The great estradiol patch shortage of today is not just a supply chain issue; it is a glaring indictment of standard medicine. It highlights a profession that refuses to understand the elegant nuances of female physiology, relies on 20-year-old debunked fears, and actively denies women the regenerative, life-saving therapies their bodies are begging for. It is time we stop practicing medicine out of fear and start practicing optimal, evidence-based neuroendocrinology.

-Luke Swift, DNP, APN-FPA, PMHNP-BC, ABHRT

References

Blondon, M., van Hylckama Vlieg, A., Wiggins, K. L., Harrington, L. B., McKnight, B., Rice, K. M., Rosendaal, F. R., Heckbert, S. R., Psaty, B. M., & Smith, N. L. (2014). Differential associations of oral estradiol and conjugated equine estrogen with hemostatic biomarkers. Journal of thrombosis and haemostasis, 12(6), 879–886.

Fortini, F., Vieceli Dalla Sega, F., Caliceti, C., Lambertini, E., Pannuti, A., Peiffer, D. S., Balla, C., & Rizzo, P. (2019). Estrogen-mediated protection against coronary heart disease: The role of the Notch pathway. The Journal of steroid biochemistry and molecular biology, 189, 87–100.

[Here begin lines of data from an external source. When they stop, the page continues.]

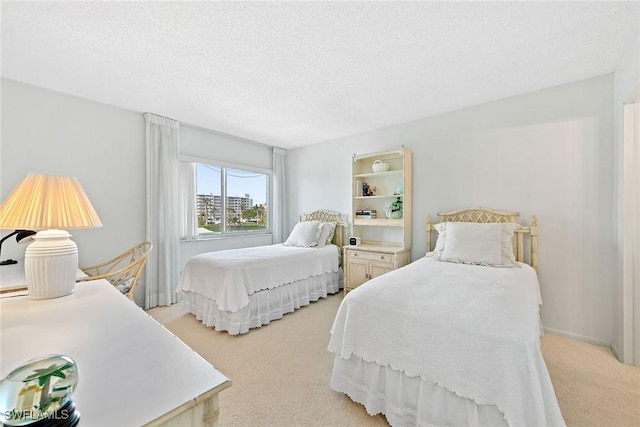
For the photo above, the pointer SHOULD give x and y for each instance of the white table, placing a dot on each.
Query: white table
(12, 277)
(132, 371)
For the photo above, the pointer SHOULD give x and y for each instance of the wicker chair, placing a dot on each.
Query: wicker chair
(122, 271)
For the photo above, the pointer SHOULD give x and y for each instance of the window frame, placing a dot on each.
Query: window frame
(224, 234)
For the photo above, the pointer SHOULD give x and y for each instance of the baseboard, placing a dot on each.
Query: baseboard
(616, 352)
(578, 337)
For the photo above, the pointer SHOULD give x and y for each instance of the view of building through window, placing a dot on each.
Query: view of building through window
(246, 195)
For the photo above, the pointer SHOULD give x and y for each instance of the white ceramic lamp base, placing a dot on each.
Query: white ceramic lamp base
(51, 265)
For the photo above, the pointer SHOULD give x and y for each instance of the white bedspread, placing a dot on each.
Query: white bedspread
(228, 277)
(473, 330)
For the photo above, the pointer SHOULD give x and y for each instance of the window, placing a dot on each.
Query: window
(246, 196)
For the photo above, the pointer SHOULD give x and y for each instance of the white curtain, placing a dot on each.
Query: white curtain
(163, 209)
(188, 214)
(279, 221)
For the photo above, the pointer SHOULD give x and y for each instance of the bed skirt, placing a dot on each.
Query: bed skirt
(408, 401)
(264, 306)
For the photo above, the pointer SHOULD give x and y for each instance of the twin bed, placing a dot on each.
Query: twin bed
(239, 289)
(451, 339)
(454, 337)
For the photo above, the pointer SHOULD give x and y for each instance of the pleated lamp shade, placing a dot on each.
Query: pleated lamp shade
(49, 203)
(43, 202)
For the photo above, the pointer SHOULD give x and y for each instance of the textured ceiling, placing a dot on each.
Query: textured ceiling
(296, 73)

Jeon, G. H., Kim, S. H., Yun, S. C., Chae, H. D., Kim, C. H., & Kang, B. M. (2010). Association between serum estradiol level and coronary artery calcification in postmenopausal women. Menopause, 17(5), 902–907.

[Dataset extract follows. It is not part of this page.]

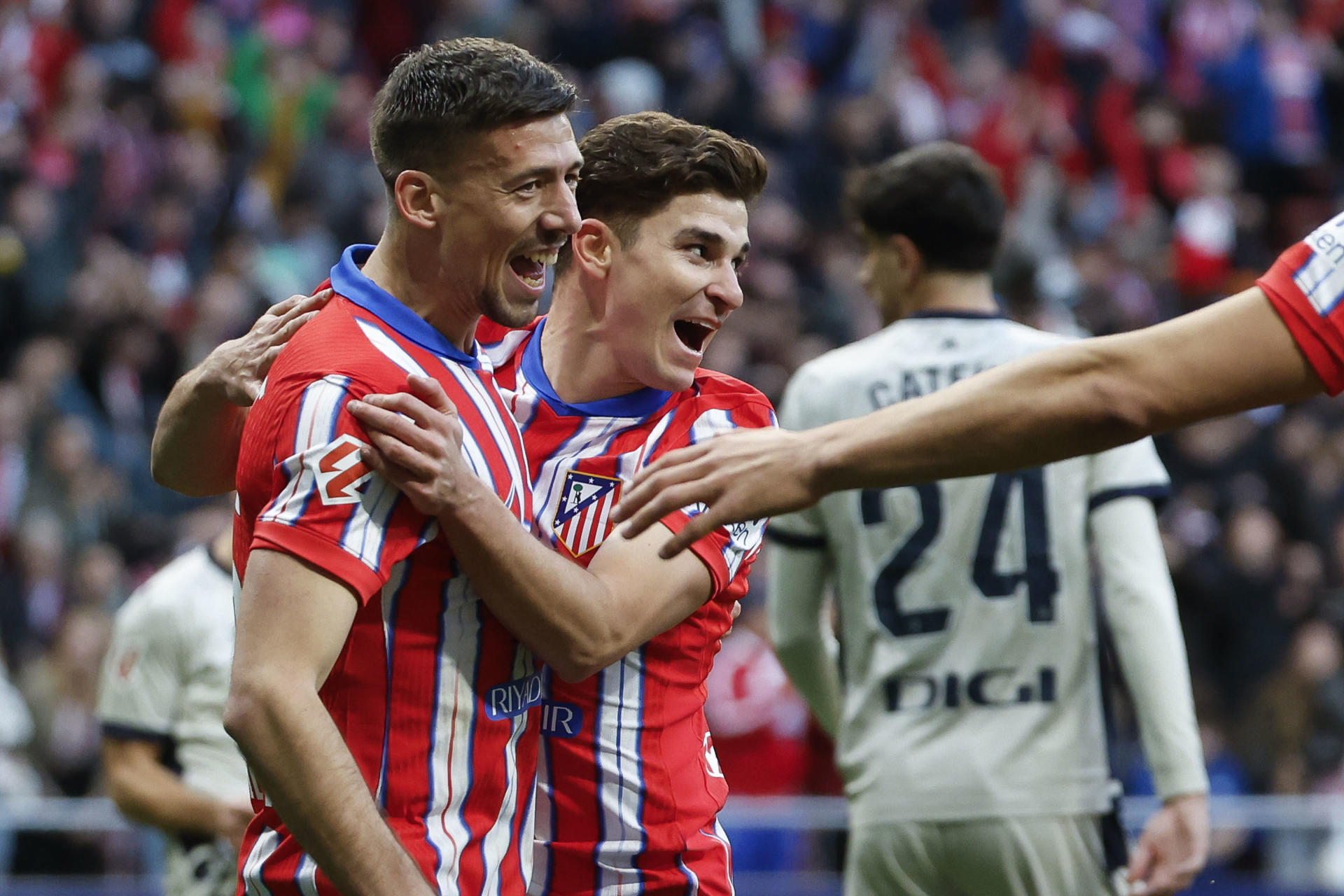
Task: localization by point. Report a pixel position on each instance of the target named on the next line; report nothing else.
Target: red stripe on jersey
(1319, 335)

Levy, B. & Simon, J. (2024). A contemporary view of menopausal hormone therapy. Obstetrics & Gynecology, 144(1), 12-23.

Smith, N. L., Blondon, M., Wiggins, K. L., Harrington, L. B., van Hylckama Vlieg, A., Floyd, J. S., Hwang, M., Bis, J. C., McKnight, B., Rice, K. M., Lumley, T., Rosendaal, F. R., Heckbert, S. R., & Psaty, B. M. (2014). Lower risk of cardiovascular events in postmenopausal women taking oral estradiol compared with oral conjugated equine estrogens. JAMA internal medicine, 174(1), 25–31.

Uzui, H., Sinha, S. K., & Rajavashisth, T. B. (2011). 17β-estradiol inhibits oxidized low-density lipoprotein-induced increase in matrix metalloproteinase-9 expression in human macrophages. Journal of investigative medicine, 59(7), 1104–1108.

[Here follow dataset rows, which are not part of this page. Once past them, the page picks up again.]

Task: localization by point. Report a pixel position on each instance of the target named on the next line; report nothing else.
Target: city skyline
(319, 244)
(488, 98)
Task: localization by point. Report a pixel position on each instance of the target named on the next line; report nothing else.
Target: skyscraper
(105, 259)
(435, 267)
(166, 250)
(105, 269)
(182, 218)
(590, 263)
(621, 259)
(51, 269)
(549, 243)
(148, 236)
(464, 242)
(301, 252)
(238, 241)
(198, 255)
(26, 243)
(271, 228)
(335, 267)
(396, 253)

Vehkavaara, S., Hakala-Ala-Pietila, T., Virkamaki, A., et al. (2000). Differential effects of oral and transdermal estrogen replacement therapy on endothelial function in postmenopausal women. Circulation, 102(22), 2687-2693.

Walsh, B., Li, H., & Sacks, F. (1994). Effects of postmenopausal hormone replacement with oral and transdermal estrogen on high density lipoprotein metabolism. Journal of Lipid Research, 35, 2083-2093.